ROSE: Reduced Overhead Stereo Event-Intensity Depth Estimation
We propose an extremely efficient learning-based approach for unprecedented real-time depth estimation with event and intensity data.
摘要
评审与讨论
This paper tackles the problem of depth estimation using stereo event camera. It proposes a novel event representation based on a study of the probabilistic characteristics of the events. Furthermore, the widely known Integrate-and-Fire (LIF) spiking neuron model is used to encode the temporal information, and consequently, a computationally efficient representation network is presented. By combining a reduced-size stereo matching network (e.g. AANet) and also considering preserving spatial information through skip connections, the results obtained are comparable to those of SoTA pipelines while showing its notable superiority in computational efficiency.
优点
-
The main contribution of this paper is the proposed event representation, which considers a balanced splitting of event stream and also leverages a spiking neuron-based model for encoding temporal information. Together with the specific efforts on further network elements, real-time performance is achieved with comparable accuracy than SoTA solutions.
-
The paper is relatively easy to follow. Most of the claimed contributions are justified by comprehensive experiments.

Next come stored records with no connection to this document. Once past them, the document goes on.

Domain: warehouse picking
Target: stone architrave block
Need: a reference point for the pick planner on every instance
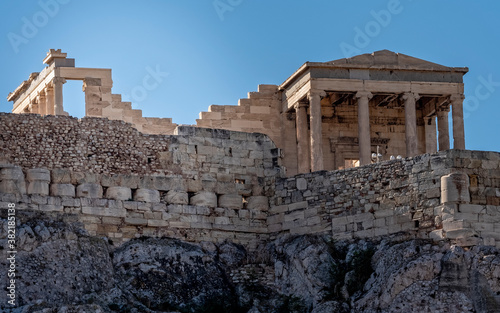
(62, 190)
(147, 195)
(231, 201)
(119, 193)
(177, 197)
(38, 174)
(89, 190)
(204, 198)
(258, 203)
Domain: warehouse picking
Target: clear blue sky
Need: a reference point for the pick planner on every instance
(216, 52)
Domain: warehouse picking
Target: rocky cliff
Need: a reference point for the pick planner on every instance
(63, 269)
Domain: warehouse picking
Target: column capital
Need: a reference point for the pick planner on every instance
(443, 109)
(409, 95)
(316, 93)
(301, 104)
(363, 94)
(41, 94)
(457, 97)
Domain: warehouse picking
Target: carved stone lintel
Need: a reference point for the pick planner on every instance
(363, 94)
(457, 97)
(409, 95)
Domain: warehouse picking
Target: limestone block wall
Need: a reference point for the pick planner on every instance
(260, 112)
(392, 197)
(100, 102)
(200, 184)
(101, 146)
(121, 207)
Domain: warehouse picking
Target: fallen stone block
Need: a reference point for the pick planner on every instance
(147, 195)
(177, 197)
(62, 190)
(99, 211)
(38, 187)
(40, 174)
(301, 183)
(13, 186)
(60, 176)
(232, 201)
(258, 203)
(11, 173)
(204, 198)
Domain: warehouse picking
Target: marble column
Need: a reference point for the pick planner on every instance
(316, 130)
(457, 115)
(444, 133)
(58, 95)
(411, 123)
(364, 137)
(430, 134)
(34, 107)
(50, 100)
(42, 101)
(303, 155)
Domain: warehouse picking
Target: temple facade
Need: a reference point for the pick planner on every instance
(326, 116)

The authors put significant efforts into optimizing the model for efficiency and achieving higher FPS by reducing model size and utilizing a more efficient representation network. Their analysis of energy and computational efficiency is thorough and comprehensive.
缺点
-
One theoretical flaw of this paper is regarding the so called “optimally splitting of event stream”. Although it is endorsed via establishing an intuitive correlation between the probabilistic characteristics of event data and intensity images, it is still a heuristic setup that tries to preserve the event density to some extent. In fact, it is a GLOBAL threshold that cannot handle the various local dynamics of event activity [A] caused by different parallaxes (e.g., events stimulated by far and close structures when the camera undergoes pure translation). A more reasonable design is an adaptive splitting scheme that considers local dynamics of event activity.
-
The proposed LIF model for encoding temporal information seems novel to me, and its advancement compared to other alternatives (e.g., LeakyReLu) is shown in the ablation study. However, readers may be curious about, from a theoretical perspective, the reason that LIF is used rather than other spiking neuron models. More theoretical analyses are needed.
-
Some clarifications (details) are needed. For example, the definition of “standard deviations” and “event densities” for each event grouping are better to be detailed in Sec. 3.1 with more theoretical analyses (see next). The event stream pre-processing stage is the only difference to the existing SE-CFF and EI-Stereo pipelines, where "optimally splitting the event stream" is presented as a key contribution of the paper. However, Section 3.1 offers empirical observations, lacking theoretical support or analysis. The rationale behind selecting a delta_t that achieves the closest standard deviation between event groupings and RGB images is unclear. There is no concrete ablation study on this point.
Reference [A] U. M. Nunes, R. Benosman, and S.-H. Ieng, “Adaptive global decay process for event cameras,” in IEEE Conf. Comput. Vis. Pattern Recog. (CVPR), 2023, pp. 9771–9780.
问题
The “skip connections” applied in Sec. 3.4 is not clear in the event domain; In line 318-320, how many event groups are passed to the representation network? Does each group return a unique representation, or N groups lead to only one representation ?
Please also respond to or comment on each of the weaknesses mentioned above.
Typo: Line 215, a comma should be used after “LIF neuron model”.
This paper introduces a real-time framework for efficient depth estimation based on events and intensity images. The proposed method incorporates lightweight event representation and optimizes stereo-matching to reduce model size and computational load without compromising accuracy.
优点
- The visualization results show that the spiking neuron-based event representation proposed in this paper can effectively avoid blur in the long stack while preserving the structural data from the event data information, which is useful for estimating scene depth based on events.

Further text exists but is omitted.